The best ideas in defense

Bodiam castle is a monument to the fag end of the mediaeval period. There have been remarks to the effect that in the building of the castle Darlyngrigge’s taste for style, statement and comfort compromised its strength; the last of the castles and the first of the stately homes. The castle, situated in its wide moat, certainly conveys a sense of both romance and strength. Its structure incorporated all the best ideas in defense, but it is clear that Darlygrigge wanted to show it off to full effect and visitors coming from the east were taken on a circuitous “best views” sight-seeing tour round the castle before entry could be made. If an appearance of strength acts as a deterrent then Darlygrigge’s eye for theatre could be construed as a psychological defensive measure in itself.

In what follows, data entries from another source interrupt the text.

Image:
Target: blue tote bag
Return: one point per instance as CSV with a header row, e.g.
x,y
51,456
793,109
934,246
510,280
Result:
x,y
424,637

Darlyngrigge, however, really had little time to enjoy that status symbol and fashion statement that was his castle – he died a few years after its completion leaving the legacy of an iconic building for future generations to savor the fancied air of chivalrous nostalgia and mystery. Dalygrigge is a fine example of that well known historical phenomenon whereby those in changing times seem to have no inkling whatever of the direction of historical drift or even that their times are fundamentally changing. From our modern perspective, with as much detachment as we survey his castle, we can survey the sweep of history that swept past Dalyngrigge leaving his castle a romantic and nostalgic ruin. But like many a high flier before and after him Dalyngrigge was a man jealous of his dignity, pride and status, which in turn meant that his emotions, motives and values were very much bound up with the cultural expressions of his day. In spite of his opinion of himself Dalyngrigge, to us, seems an unconscious play thing of history; a man who, in the final analysis, didn’t make history but who was in the rearguard of a culture that history was sweeping away.

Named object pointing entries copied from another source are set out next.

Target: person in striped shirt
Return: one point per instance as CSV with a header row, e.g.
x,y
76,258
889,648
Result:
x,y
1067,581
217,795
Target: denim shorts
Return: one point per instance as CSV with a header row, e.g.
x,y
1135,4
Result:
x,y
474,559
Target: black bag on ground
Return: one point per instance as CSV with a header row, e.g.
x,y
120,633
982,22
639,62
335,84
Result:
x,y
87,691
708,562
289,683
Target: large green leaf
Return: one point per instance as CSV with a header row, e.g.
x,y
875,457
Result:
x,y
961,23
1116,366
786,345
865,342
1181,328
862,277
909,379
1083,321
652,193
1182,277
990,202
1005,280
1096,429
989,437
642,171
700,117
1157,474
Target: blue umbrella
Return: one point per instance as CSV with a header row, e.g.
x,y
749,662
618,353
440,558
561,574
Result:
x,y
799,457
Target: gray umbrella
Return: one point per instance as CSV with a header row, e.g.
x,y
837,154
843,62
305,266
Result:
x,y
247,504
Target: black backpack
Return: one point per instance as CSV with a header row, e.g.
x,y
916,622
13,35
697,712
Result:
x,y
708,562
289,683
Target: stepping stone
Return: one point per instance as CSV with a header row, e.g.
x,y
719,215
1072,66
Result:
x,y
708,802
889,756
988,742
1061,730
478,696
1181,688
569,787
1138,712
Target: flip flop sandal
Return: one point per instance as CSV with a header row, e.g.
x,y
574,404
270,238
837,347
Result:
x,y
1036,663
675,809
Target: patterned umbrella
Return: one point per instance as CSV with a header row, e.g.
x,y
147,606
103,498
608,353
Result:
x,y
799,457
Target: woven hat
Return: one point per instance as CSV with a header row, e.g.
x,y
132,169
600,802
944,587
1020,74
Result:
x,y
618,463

And yet in spite of changing times the castle at Bodiam remained a home for aristocrats for more than 200 years – a period of time which measured backwards from our day takes us right back to the first stages of the industrial revolution, and which suggests that times in renaissance England were in, one sense at least, relatively settled. But is history ever settled? I fancy I see cusps of change and turning points everywhere in history, and so I wonder if history ever passes through settled times, times when it is just more of the same. Whatever the answer to that question, it is clear, however, that Dalyngrigge was so taken up with the ephemeral values and ambitions of his times as to be unaware of the greater context that ultimately passes final judgment on his (and our) doings. But far greater dignity and honour comes to those for whom immediate status and position is something they are not enslaved to.

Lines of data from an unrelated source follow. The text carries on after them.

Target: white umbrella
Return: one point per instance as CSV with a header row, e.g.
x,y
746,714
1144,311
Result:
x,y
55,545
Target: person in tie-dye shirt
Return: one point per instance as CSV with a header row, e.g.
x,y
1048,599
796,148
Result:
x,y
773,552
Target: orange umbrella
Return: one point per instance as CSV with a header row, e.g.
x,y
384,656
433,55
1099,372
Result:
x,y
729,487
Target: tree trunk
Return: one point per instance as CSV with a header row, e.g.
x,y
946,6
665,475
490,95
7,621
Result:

5Your attitude should be the same as that of Christ Jesus: 6Who, being in very nature[a] God, did not consider equality with God something to be grasped, 7but made himself nothing, taking the very nature[b] of a servant, being made in human likeness. 8And being found in appearance as a man, he humbled himself and became obedient to death— even death on a cross! 9Therefore God exalted him to the highest place and gave him the name that is above every name, 10that at the name of Jesus every knee should bow, in heaven and on earth and under the earth, 11and every tongue confess that Jesus Christ is Lord, to the glory of God the Father. (Philippians 2:5-11)

We think of the medieval world as imbued through and through with Christian religious values – and so it was. And yet the kernel of the Christian message, a message expressed in terms of servant hood, humility, sacrifice and grace was difficult to spot.